O arquiteto e urbanista da PUC-Campinas, Fábio Muzetti, avalia que há a possibilidade de uma nova "favelização" do bairro. "Eles vão para um bairro residencial, mas que pode ter seu projeto urbanístico desconfigurado em pouco tempo. É insalubre e não dá para imaginar mais de duas pessoas vivendo em um espaço como esse. O que pode acontecer é o surgimento dos 'puxadinhos', inclusive feitos de madeirite."
Para a coordenação da ocupação, faltou preocupação da sociedade com relação à dignidade dessas famílias em outros momentos. "Não se viu esta mesma indignação por parte da imprensa quando os barracos das nossas famílias pegavam fogo e nossas crianças dormiam na rua, enquanto a primeira reintegração de posse da comunidade Nelson Mandela acontecia", salientou, em nota.
Histórico da luta
Por trás da polêmica existe uma dura e longa trajetória das famílias da Mandela. Há 7 anos, elas viveram uma traumática reintegração de posse, a poucos quilômetros de onde vivem, ainda na região do Ouro Verde. Na retomada da área privada houve confronto entre policiais e membros da ocupação. "Acordei com meus filhos assustados com helicóptero", declara a auxiliar de educação infantil Phâmela Rocha, 34.
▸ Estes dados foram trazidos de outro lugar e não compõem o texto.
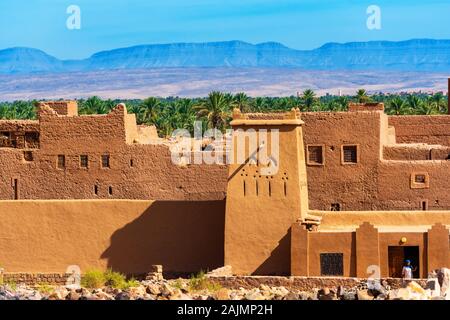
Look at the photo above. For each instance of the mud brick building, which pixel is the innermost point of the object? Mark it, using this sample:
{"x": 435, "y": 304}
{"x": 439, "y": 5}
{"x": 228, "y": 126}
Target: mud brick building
{"x": 356, "y": 192}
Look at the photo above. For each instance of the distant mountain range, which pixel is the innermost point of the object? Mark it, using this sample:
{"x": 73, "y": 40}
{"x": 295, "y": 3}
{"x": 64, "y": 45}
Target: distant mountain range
{"x": 412, "y": 55}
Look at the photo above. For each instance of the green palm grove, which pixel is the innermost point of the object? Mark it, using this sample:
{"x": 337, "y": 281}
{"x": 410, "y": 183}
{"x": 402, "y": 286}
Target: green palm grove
{"x": 171, "y": 113}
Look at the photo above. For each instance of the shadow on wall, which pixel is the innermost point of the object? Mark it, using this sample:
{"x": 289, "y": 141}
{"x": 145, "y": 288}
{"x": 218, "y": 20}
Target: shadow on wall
{"x": 279, "y": 262}
{"x": 183, "y": 236}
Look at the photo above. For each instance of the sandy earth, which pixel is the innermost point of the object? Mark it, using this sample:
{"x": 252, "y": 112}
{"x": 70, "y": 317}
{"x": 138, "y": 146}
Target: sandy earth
{"x": 195, "y": 82}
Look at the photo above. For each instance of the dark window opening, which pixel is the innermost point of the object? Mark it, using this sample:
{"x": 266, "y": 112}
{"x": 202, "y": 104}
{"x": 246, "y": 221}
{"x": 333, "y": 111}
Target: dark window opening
{"x": 84, "y": 161}
{"x": 28, "y": 156}
{"x": 424, "y": 205}
{"x": 31, "y": 140}
{"x": 315, "y": 155}
{"x": 335, "y": 207}
{"x": 61, "y": 161}
{"x": 105, "y": 161}
{"x": 332, "y": 264}
{"x": 419, "y": 178}
{"x": 350, "y": 154}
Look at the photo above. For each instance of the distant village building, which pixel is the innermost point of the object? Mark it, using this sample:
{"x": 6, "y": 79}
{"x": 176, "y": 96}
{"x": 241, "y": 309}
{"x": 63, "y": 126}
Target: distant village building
{"x": 354, "y": 191}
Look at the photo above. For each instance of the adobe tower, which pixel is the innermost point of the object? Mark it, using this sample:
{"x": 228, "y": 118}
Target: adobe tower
{"x": 267, "y": 192}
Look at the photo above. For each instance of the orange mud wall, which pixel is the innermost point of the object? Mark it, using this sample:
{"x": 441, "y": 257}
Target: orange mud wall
{"x": 365, "y": 248}
{"x": 381, "y": 179}
{"x": 427, "y": 129}
{"x": 126, "y": 235}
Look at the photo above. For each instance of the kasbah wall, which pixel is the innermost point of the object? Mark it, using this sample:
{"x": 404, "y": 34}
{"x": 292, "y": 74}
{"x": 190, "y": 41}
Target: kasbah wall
{"x": 391, "y": 156}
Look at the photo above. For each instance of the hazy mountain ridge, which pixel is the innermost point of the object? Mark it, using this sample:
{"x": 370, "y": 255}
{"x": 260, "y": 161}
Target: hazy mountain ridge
{"x": 412, "y": 55}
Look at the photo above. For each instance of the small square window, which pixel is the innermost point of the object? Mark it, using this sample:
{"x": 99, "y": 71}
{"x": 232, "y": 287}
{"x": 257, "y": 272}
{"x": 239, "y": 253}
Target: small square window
{"x": 335, "y": 207}
{"x": 420, "y": 180}
{"x": 105, "y": 161}
{"x": 61, "y": 161}
{"x": 28, "y": 156}
{"x": 331, "y": 264}
{"x": 349, "y": 154}
{"x": 314, "y": 154}
{"x": 84, "y": 161}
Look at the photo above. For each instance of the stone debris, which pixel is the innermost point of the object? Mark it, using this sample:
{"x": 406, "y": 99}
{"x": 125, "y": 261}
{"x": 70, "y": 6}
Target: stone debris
{"x": 179, "y": 289}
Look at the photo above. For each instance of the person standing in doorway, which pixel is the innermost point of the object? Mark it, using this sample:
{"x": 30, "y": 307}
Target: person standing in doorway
{"x": 407, "y": 271}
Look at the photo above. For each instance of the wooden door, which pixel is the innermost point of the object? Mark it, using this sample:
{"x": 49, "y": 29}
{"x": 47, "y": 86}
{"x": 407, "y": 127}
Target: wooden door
{"x": 396, "y": 261}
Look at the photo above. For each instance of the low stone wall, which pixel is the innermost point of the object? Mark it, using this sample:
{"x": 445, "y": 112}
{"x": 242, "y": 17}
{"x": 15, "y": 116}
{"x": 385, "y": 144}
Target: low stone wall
{"x": 299, "y": 283}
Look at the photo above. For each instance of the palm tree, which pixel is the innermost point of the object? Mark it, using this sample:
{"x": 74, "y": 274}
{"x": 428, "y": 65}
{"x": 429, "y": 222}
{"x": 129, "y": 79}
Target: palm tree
{"x": 92, "y": 105}
{"x": 215, "y": 109}
{"x": 397, "y": 106}
{"x": 241, "y": 101}
{"x": 259, "y": 104}
{"x": 414, "y": 103}
{"x": 308, "y": 99}
{"x": 438, "y": 100}
{"x": 149, "y": 109}
{"x": 361, "y": 96}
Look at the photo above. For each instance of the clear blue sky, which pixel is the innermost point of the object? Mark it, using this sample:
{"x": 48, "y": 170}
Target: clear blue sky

Foi depois da reintegração que os membros do movimento ocuparam a área em que estão atualmente.
Os barracos foram construídos numa área sem infraestrutura de saneamento — a energia elétrica funciona com ligação irregular por meio de "gatos". O abastecimento de água conta com quatro relógios para atender todos os barracos. De acordo com os moradores, falta água todos os dias.
O proprietário da área não foi encontrado pela reportagem. Via de regra, a prefeitura não divulga à imprensa o nome de proprietários.
Nem todas as famílias aderiram ao projeto da construção dos "embriões" — há no local, inclusive, quem esteja construindo suas casas com recursos próprios.
Contando os gastos com as propriedades, pavimentação, redes de água, esgoto e energia, os valores para construção somam cerca de R$ 6 milhões, informou a Prefeitura.